It’s just money
Which gets to the heart of the problem with reparations. It’s just money. No amount of money can compensate black Americans for the abuse and persecution endured during and after slavery. In the end, it’s the psychological and cultural effects of this abuse and persecution that are important, not the monetary ones.
With a gross domestic product of 500 billion or so, black America by itself is actually one the world’s richer nations, in the top twenty at least. The bottom half of black America is still poor, by American standards, but a lot of this owes to complex cultural and social issues that can’t be solved merely by writing checks.

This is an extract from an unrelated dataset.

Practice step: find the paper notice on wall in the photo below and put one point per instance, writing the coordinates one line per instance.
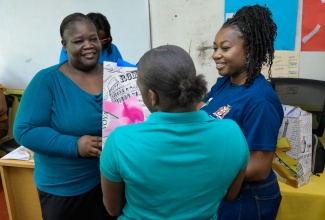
(285, 65)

Are reparations justified? Sure. The problems created by slavery and the racism that grew out of slavery are American problems, and all Americans have an obligation to contribute to the solution. In becoming an American, you take on both the advantages and disadvantages of this country and its history. You take on both the assets and the deficits. Reparations just aren’t an effective way to address these problems.
Middle class black people don’t need the relatively small sums of money that reparations could provide. Poor black people don’t need ready cash so much as they need job skills, drug treatment, better schools, better law enforcement, and less isolation from the mainsteam of society. Reparations don’t directly address any of these isssues, and may in fact take resources away from them.
From a legal standpoint, reparations for slavery per se are almost impossible to pursue. Almost all of the people born into slavery died before 1970. There are no victims to file suit.
A much stronger case can be made for reparations for Jim Crow. There are roughly 15 million black Americans who lived under Jim Crow still alive. These are US citizens who were denied citizenship rights and equal treatment before the law in ways that were both unconstitutional and illegal.
Just because a case can be made doesn’t mean that it should be made. Reparations don’t directly address pressing problems facing the black poor. Education, crime, single parenthood, drug and alcohol abuse, persistent racial discrimination.
There’s ultimately a big difference between money and wealth. Wealth is the capacity to produce goods and services that people want and need, and this capacity is only tenuously related to money.